Jean ’66 and Dick Thompson G’67 of McLean, Virginia, traveled to Syracuse in November to participate on the Remembrance Scholar convocation. While they didn’t know any of the students lost in the crash of Pan Am Flight 103, they appreciated meeting the 35 students who were named as the 2000-01 Remembrance Scholars. “The convocation was an eloquent testimonial to the memory of the students of Pan Am Flight 103,” says Jean Thompson. “It was an honor to meet the families of the students and learn their personal stories. We were also impressed by the very high caliber of the scholarship recipients. The University’s strong commitment to this program was clear.”
The two Syracuse University alumni gave a significant gift last summer to the Remembrance Scholarship Fund in memory of Jean’s parents, John Phelan and Jean Taylor Phelan Terry ’43. The couple decided to support the fund because of the similarities between the loss of the 35 Syracuse University students in December 1988 and the loss of Jean’s father in 1944.
John Phelan had just completed his sophomore year at SU in 1941 when he was drafted into the Army. Like so many other young men, he left to serve his country in World War II, planning to return to the promising life he was building in Syracuse. But John never returned. He was killed in action in France in August 1944, leaving behind his young wife and daughter, 6-week-old Jean. Like the Pan Am 103 students, John left SU in his prime and never made it back to the Hill. And like them, John left behind grieving loved ones and unmeasured potential.
Born on August 24, 1918, John Phelan grew up in Sherrill, a small city tucked inside the western border of Oneida County, New York, where his father worked for the Oneida Community silver manufacturer. John attended Sherrill High School, and spent a year at Perkiomen Preparatory School in Pennsburg, Pennsylvania. From 1938 to 1939, he studied at the Manlius School, now Manlius-Pebble Hill School in DeWitt. Known there as “Big John,” he played three sports and graduated with honors. In a letter to John’s parents following his death, D.P. McCarthy, headmaster of the Manlius School, said: “There was never a more popular boy ever to attend Manlius, and he will always be remembered for his kindness to others.”
Jean Taylor was born in Baltimore on September 23, 1921, and moved to Syracuse as a young girl. Her parents settled into a home on Brattle Road in the Sedgwick section of the city. Jean attended Syracuse Central High School and in the fall of 1939 prepared to enter Syracuse University.
It was here that Jean and John met. Friends remember them both as attractive, popular, and outgoing. Jean was active in her sorority, Theta Phi Alpha, and served as class president during her sophomore and junior years. Her activities set the stage for a lifetime of commitment to and involvement with the University. John was a star football player, with a personality that matched the scope of his athletic talent. “John was a very handsome, very pleasant guy,” says Mildred Lonergan McAuliffe ’43, a friend of the couple. “I was a student journalist, and he always called me ‘Scoop.’ He made me feel like a million dollars.”

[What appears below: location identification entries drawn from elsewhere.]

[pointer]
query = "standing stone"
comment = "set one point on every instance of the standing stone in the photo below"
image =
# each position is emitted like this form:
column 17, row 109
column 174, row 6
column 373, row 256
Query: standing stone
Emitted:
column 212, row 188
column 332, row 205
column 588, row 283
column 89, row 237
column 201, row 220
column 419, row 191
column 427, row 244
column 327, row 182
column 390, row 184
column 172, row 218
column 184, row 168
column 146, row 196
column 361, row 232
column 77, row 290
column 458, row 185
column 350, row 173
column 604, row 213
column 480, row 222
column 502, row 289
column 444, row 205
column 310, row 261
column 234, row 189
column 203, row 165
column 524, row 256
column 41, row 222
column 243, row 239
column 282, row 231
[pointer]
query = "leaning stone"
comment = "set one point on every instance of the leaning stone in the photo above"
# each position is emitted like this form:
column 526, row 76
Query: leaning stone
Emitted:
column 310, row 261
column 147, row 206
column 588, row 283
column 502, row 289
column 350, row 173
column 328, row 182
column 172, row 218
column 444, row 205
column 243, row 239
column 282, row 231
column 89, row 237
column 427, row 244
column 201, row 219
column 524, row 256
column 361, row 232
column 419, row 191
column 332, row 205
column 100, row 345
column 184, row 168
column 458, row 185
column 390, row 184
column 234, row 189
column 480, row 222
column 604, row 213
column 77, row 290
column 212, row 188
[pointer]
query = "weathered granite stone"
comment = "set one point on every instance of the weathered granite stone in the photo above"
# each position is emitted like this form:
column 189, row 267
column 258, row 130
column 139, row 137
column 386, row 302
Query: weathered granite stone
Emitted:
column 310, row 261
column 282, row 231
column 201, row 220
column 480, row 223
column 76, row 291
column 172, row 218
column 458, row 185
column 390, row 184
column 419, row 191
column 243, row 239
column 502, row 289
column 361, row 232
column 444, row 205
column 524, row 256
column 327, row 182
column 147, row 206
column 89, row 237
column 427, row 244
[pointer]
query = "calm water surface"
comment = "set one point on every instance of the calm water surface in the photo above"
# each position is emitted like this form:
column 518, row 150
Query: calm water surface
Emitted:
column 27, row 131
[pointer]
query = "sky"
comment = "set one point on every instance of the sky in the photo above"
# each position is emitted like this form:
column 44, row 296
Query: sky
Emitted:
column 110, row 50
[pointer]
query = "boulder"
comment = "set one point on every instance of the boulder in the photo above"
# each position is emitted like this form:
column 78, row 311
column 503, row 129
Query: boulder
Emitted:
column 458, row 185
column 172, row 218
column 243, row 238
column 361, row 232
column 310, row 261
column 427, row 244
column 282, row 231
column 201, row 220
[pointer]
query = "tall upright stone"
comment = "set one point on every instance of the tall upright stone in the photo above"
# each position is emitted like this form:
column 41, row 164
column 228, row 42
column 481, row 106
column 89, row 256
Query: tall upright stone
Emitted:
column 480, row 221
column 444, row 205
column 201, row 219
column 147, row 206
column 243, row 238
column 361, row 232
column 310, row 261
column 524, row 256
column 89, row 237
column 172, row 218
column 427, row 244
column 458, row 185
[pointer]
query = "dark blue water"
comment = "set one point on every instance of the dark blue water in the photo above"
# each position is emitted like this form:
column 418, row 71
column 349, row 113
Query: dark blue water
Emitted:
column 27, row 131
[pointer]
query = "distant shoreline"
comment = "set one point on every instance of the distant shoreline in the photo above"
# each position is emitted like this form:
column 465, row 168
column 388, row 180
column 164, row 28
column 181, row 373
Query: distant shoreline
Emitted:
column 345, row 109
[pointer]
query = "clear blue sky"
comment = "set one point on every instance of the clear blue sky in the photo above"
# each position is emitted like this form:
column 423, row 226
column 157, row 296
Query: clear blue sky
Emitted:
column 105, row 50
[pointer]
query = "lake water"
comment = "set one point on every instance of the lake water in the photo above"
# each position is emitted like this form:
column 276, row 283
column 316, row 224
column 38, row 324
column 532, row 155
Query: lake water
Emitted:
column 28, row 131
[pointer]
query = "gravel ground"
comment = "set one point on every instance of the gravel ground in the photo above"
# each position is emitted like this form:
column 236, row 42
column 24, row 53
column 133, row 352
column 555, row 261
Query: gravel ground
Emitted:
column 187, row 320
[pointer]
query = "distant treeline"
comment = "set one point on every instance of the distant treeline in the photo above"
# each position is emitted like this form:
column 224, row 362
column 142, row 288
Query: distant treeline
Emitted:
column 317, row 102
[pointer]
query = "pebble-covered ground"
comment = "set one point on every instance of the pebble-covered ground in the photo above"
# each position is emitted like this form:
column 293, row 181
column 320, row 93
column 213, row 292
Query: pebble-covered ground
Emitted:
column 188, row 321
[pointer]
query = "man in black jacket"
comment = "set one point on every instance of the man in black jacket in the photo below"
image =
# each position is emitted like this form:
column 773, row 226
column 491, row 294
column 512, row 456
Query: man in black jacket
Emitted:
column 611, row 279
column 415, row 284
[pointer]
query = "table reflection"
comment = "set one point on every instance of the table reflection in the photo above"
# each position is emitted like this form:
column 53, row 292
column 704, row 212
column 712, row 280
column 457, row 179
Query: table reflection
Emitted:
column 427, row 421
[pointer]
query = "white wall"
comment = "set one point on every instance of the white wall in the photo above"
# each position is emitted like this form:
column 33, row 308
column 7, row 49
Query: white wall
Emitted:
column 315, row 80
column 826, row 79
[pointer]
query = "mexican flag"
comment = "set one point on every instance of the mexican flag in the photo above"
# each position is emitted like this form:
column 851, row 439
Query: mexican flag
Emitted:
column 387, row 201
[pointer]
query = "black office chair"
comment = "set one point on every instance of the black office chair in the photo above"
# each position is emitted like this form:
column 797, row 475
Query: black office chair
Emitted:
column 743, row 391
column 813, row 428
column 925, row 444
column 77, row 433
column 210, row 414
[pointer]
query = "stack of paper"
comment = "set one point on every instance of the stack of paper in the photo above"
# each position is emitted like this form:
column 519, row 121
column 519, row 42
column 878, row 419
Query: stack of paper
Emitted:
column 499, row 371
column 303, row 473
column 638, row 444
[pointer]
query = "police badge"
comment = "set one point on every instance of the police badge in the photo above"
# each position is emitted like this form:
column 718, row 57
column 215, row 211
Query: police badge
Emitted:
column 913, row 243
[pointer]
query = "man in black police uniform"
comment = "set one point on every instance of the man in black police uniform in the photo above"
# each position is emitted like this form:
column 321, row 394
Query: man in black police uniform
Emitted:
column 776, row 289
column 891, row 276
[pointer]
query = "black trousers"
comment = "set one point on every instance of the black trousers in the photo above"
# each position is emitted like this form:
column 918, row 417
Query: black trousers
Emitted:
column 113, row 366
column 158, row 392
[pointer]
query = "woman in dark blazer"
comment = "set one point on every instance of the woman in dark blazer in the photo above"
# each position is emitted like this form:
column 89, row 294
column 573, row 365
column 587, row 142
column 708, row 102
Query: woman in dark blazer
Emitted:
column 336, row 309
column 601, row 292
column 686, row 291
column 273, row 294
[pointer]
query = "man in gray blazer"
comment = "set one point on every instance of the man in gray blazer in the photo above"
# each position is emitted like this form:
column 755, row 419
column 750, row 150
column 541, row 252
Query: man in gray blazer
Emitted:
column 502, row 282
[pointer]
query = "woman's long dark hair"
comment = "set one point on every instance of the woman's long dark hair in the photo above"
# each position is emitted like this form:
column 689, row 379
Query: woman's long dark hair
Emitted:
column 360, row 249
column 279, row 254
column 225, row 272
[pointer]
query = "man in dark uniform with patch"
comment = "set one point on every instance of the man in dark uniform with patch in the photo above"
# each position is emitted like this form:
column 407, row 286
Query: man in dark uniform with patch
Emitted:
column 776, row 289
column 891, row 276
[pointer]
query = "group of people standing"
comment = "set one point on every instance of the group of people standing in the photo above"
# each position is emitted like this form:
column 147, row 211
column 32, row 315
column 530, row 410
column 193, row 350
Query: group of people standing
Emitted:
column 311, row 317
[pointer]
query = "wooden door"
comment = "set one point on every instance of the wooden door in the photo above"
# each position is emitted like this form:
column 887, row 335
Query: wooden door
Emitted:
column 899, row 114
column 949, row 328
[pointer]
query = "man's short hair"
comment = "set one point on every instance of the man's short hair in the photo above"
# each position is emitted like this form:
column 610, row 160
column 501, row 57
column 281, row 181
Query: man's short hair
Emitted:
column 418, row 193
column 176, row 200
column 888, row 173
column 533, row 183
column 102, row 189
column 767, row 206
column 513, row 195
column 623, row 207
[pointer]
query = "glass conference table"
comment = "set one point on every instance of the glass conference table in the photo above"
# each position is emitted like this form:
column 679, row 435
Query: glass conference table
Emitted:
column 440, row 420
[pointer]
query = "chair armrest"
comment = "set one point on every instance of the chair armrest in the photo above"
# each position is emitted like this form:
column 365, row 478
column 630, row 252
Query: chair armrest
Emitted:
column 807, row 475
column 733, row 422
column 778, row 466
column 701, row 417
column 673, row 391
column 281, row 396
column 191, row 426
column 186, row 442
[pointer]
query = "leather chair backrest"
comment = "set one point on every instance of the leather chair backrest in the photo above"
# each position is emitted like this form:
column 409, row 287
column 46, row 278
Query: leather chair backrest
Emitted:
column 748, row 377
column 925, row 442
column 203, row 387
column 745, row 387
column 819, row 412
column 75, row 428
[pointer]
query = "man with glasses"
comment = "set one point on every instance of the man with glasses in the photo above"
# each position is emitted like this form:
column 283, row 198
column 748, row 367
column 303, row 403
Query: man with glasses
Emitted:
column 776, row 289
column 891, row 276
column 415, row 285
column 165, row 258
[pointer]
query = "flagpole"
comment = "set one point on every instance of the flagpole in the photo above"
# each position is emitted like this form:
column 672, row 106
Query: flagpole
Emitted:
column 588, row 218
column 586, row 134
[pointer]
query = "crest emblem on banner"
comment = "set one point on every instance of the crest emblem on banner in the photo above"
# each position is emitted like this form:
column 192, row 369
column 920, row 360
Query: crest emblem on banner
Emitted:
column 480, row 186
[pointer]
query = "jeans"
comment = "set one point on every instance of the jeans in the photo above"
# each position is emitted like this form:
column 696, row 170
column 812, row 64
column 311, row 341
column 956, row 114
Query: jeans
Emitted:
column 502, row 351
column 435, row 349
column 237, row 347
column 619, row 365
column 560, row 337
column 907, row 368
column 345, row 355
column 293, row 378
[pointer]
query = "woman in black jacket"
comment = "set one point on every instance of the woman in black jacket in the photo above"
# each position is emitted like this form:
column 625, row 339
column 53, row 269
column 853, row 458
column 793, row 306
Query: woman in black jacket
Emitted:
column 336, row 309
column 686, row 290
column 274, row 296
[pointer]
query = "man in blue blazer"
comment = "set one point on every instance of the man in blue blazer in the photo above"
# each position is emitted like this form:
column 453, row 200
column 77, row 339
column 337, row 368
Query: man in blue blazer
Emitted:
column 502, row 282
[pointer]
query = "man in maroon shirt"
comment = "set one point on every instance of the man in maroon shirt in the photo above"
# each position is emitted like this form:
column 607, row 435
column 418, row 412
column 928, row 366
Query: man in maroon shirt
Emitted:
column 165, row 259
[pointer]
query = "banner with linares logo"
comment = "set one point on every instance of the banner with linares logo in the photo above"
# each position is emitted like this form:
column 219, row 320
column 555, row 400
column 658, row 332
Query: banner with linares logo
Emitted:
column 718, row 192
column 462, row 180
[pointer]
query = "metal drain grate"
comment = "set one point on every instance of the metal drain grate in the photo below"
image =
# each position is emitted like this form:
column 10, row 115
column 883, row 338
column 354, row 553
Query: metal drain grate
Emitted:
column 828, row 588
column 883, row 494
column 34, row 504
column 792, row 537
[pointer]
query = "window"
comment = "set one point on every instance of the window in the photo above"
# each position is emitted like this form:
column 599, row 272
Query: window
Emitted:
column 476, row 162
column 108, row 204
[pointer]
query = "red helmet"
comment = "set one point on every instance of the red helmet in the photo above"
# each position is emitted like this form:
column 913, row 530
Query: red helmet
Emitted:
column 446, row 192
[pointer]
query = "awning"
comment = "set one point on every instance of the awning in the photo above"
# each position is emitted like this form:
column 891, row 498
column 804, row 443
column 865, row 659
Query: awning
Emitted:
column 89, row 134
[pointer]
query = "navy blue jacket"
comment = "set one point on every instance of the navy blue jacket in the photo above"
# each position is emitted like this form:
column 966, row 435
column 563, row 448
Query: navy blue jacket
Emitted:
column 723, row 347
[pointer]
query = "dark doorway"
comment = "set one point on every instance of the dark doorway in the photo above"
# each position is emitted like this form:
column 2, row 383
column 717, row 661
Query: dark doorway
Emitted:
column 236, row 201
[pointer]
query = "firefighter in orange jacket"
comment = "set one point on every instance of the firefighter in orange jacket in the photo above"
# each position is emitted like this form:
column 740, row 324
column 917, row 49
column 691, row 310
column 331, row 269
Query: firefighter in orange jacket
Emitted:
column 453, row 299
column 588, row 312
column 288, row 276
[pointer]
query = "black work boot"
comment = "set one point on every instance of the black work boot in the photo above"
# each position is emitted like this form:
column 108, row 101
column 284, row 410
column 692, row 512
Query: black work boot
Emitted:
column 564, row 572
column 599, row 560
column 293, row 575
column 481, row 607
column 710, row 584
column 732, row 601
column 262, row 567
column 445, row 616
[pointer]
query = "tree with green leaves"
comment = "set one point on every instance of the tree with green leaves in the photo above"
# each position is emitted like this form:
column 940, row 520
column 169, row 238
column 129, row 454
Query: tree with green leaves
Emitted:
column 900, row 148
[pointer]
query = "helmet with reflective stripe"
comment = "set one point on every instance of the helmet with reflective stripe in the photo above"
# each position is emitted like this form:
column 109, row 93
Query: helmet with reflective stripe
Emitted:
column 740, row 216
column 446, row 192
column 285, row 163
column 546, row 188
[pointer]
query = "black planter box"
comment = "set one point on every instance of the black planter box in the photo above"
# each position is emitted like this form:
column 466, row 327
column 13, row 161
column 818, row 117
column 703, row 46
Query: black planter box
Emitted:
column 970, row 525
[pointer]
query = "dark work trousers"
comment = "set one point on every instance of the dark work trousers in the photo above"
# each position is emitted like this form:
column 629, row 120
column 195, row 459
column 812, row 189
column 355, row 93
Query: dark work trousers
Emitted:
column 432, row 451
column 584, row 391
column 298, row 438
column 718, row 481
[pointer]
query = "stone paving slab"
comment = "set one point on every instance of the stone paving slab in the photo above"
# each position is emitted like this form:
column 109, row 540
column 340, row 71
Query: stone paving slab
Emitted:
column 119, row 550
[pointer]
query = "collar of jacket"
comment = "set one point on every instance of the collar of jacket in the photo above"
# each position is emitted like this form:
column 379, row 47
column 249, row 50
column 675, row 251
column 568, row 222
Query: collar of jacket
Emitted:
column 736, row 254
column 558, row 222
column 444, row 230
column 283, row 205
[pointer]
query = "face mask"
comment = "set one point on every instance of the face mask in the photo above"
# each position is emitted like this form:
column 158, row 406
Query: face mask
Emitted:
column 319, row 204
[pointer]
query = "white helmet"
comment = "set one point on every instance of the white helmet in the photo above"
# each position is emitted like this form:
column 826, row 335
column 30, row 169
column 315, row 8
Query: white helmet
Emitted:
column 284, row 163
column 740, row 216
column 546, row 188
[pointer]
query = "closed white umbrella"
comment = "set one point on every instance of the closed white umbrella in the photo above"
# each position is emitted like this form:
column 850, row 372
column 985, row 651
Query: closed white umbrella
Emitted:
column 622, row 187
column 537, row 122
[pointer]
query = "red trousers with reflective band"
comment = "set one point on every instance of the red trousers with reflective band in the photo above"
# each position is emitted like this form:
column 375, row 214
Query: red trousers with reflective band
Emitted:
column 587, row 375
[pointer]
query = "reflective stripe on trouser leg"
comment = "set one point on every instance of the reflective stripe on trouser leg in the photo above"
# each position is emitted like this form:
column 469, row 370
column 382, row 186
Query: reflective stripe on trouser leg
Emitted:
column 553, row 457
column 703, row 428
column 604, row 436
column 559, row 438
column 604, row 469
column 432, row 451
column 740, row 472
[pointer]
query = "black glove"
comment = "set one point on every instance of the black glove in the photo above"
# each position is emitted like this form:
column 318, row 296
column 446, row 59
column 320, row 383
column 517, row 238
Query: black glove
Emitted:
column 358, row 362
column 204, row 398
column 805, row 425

Jean Taylor and McAuliffe were sorority sisters in Theta Phi Alpha, and John lived with other football players in a house close by. “Jean had a car, and she was always outside, pretending there was something wrong with it, hoping to catch Johnny’s eye,” McAuliffe says.
It was only natural that a romance would quickly blossom. The couple dated throughout their freshman and sophomore years. On July 8, 1941, just after completing his sophomore year, John was drafted into the Army. McAuliffe remembers that he was one of the first local boys to go off to war. By the end of 1941, he was stationed in Hawaii.